At one point in your life, you were a two-celled embryo tumbling toward a soft landing in the uterus. You may have only been able to get past this rudimentary stage, a new study suggests, thanks to a type of DNA many scientists once wrote off as junk.
“It’s a very impressive paper,” says Cedric Feschotte of Cornell University, who wasn’t connected to the study.
Your many thousands of genes only account for a small part of your genome. Much more common are transposons, DNA sequences also known as “jumping genes” because they can relocate or introduce copies of themselves into a different location in the genome. About half our DNA consists of transposons, and researchers once assumed they were genomic parasites that reproduced themselves but served no purpose for their host.
However, scientists now think the sequences have been crucial for evolution. Researchers have found that about 25% of the regulatory sequences that help switch our genes on or off include bits of transposons, suggesting they have provided new DNA we have adopted as our own. That said, transposons often behave like unwelcome houseguests. When a transposon barges into a new location in the genome, for example, it finds a nice home, but it can also cause a mutation that leads to cancer.
Developmental biologist Miguel Ramalho-Santos and colleagues wanted to determine whether the transposon LINE1, which accounts for 17% of our DNA, was purely selfish or provided any benefits during embryonic development. To reproduce, LINE1 first produces an RNA copy of itself. An enzyme later transforms this RNA back into DNA, which inserts somewhere in the genome. The transposon was puzzling, says Ramalho-Santos, who is in the process of jumping from the University of California, San Francisco, to the University of Toronto in Canada, because it moves around early in embryonic development, when DNA alterations could be disastrous. Cells can often restrain transposons, but the early embryos seem to unleash them. “Are cells completely crazy and playing with fire, or is there something more to it?” he asks.
Ramalho-Santos and colleagues found a way to short-circuit LINE1’s jumping mechanism and put that question to the test. The researchers designed small molecules that blocked the process and slashed the amount of LINE1 RNA in cells by 80% to 90%. The scientists then tested the effect of shackling LINE1 in mouse embryonic stem cells. These cells divide to produce specialized body cells, but they also need to produce more embryonic stem cells so that development can continue. Removal of LINE1 RNA dramatically reduced the cells’ ability to replenish themselves, the team found.
LINE1 had another, separate function during natural embryonic development, however. When LINE1 RNA was scarce, mouse embryos stalled at the two-cell stage, the team reports today in Cell. Humans reach this stage before the embryo beds down in the wall of the uterus. If an embryo can’t progress beyond this stage, it won’t give rise to an offspring.
Although transposons are famous for their ability to insert themselves into the genome, LINE1’s embryonic roles have no connection to this ability, the scientists report. Instead, the transposon’s RNA teams up with two proteins to allow the two-celled embryos to continue developing.
The findings suggest that LINE1 transposons have a good side in the embryo, Ramalho-Santos says. “They are not simply selfish, parasitic elements. They are endogenous to our beings, and we would not be able to do without them.” By helping its host cells, Feschotte says, the transposon achieves its selfish ends. “It looks like it’s indispensible for development. You can’t get rid of it.”

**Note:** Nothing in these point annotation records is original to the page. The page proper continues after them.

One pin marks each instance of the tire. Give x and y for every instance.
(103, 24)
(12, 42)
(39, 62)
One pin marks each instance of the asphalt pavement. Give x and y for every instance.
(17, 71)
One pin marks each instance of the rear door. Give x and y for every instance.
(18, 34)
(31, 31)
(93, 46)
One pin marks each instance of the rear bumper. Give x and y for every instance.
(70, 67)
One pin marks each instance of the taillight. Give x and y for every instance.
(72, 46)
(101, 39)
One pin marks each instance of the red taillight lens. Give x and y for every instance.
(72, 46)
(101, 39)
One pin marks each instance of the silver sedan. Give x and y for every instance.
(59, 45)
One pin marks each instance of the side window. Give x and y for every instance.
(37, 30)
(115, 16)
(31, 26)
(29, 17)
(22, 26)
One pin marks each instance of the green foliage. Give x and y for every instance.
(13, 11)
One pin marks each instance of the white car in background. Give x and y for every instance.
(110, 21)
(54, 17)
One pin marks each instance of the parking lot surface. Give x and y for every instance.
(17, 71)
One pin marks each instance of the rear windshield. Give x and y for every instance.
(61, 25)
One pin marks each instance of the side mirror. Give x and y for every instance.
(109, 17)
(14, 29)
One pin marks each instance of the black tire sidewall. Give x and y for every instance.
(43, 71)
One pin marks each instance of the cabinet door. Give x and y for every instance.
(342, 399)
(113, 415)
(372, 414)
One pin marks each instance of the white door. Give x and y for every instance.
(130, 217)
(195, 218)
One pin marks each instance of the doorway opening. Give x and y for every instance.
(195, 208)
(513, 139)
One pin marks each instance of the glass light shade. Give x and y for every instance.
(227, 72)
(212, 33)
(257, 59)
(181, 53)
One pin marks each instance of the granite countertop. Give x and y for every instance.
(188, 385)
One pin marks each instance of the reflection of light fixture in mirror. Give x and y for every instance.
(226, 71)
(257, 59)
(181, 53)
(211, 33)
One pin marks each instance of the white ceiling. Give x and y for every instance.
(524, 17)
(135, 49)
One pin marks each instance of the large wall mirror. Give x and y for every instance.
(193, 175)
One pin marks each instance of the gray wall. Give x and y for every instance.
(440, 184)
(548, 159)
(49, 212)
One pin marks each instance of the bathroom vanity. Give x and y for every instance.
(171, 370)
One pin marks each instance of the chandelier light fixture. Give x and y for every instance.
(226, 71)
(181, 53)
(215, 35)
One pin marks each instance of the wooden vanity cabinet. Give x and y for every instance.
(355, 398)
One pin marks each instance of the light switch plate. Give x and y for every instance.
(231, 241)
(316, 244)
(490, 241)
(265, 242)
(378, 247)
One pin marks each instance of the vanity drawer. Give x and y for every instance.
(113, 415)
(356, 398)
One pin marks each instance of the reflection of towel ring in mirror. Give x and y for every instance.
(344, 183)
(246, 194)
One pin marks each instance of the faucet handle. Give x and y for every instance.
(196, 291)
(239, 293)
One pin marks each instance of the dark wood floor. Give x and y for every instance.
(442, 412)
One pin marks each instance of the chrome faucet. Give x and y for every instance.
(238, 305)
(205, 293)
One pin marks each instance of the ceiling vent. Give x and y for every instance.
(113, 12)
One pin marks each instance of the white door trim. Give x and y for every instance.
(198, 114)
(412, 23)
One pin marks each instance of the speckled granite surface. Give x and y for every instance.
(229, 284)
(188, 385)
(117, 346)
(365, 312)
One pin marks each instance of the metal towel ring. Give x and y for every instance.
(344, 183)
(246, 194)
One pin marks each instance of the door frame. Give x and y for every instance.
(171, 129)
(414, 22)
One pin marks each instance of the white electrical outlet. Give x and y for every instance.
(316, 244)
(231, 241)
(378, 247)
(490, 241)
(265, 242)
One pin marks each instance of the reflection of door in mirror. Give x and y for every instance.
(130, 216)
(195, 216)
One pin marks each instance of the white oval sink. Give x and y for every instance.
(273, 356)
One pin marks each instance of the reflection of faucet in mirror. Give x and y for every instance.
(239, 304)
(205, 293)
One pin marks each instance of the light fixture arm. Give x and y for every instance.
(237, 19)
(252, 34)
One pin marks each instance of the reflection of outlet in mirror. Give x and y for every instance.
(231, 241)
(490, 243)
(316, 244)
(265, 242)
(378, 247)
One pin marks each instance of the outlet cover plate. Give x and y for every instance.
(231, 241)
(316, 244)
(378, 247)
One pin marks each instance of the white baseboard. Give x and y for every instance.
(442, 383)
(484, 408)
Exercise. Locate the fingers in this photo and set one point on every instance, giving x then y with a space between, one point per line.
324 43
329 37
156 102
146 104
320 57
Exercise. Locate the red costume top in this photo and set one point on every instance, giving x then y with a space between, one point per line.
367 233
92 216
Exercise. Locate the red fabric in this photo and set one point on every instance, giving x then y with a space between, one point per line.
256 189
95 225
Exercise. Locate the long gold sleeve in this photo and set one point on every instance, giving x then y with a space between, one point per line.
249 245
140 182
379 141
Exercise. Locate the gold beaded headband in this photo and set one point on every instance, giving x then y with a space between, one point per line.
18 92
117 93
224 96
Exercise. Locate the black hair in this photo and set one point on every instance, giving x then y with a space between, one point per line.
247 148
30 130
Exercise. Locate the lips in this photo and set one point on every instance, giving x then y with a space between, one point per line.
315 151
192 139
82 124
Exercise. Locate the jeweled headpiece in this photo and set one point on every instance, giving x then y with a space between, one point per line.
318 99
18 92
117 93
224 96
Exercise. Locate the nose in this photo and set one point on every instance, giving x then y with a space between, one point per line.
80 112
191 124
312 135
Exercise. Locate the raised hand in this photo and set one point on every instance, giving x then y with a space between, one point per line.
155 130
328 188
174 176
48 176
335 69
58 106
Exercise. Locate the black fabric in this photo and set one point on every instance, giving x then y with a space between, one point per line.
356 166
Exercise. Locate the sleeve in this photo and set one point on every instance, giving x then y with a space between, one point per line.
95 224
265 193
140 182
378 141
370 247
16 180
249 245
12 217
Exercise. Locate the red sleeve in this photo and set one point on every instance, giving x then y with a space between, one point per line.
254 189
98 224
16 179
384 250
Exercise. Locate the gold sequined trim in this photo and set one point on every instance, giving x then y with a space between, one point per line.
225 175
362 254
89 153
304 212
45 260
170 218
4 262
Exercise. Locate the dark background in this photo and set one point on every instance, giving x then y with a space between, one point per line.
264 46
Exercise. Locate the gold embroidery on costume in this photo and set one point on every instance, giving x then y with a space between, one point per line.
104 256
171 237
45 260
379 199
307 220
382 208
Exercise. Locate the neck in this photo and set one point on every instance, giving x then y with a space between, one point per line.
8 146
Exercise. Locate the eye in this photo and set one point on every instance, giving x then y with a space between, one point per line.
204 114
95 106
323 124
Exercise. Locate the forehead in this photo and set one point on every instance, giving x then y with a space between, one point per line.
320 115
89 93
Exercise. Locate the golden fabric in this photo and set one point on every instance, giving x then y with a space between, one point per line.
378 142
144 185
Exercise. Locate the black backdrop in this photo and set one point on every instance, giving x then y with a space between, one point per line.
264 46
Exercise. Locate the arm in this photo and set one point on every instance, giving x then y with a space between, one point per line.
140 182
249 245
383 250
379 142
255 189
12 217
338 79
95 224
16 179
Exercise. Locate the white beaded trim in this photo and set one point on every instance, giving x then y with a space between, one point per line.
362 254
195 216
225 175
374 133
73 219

Some researchers are skeptical, however. About 500,000 copies of LINE1 are strewn around our genome, many of which are inside genes, notes molecular human geneticist Haig Kazazian of Johns Hopkins University School of Medicine in Baltimore, Maryland. The technique researchers used to block production of LINE1 RNA might also shut down these genes, he says. Thus, the effects the scientists observed might be due to inactivation of these genes, not the reduction in LINE1 RNA. “You may be knocking down some key genes in early development,” he says.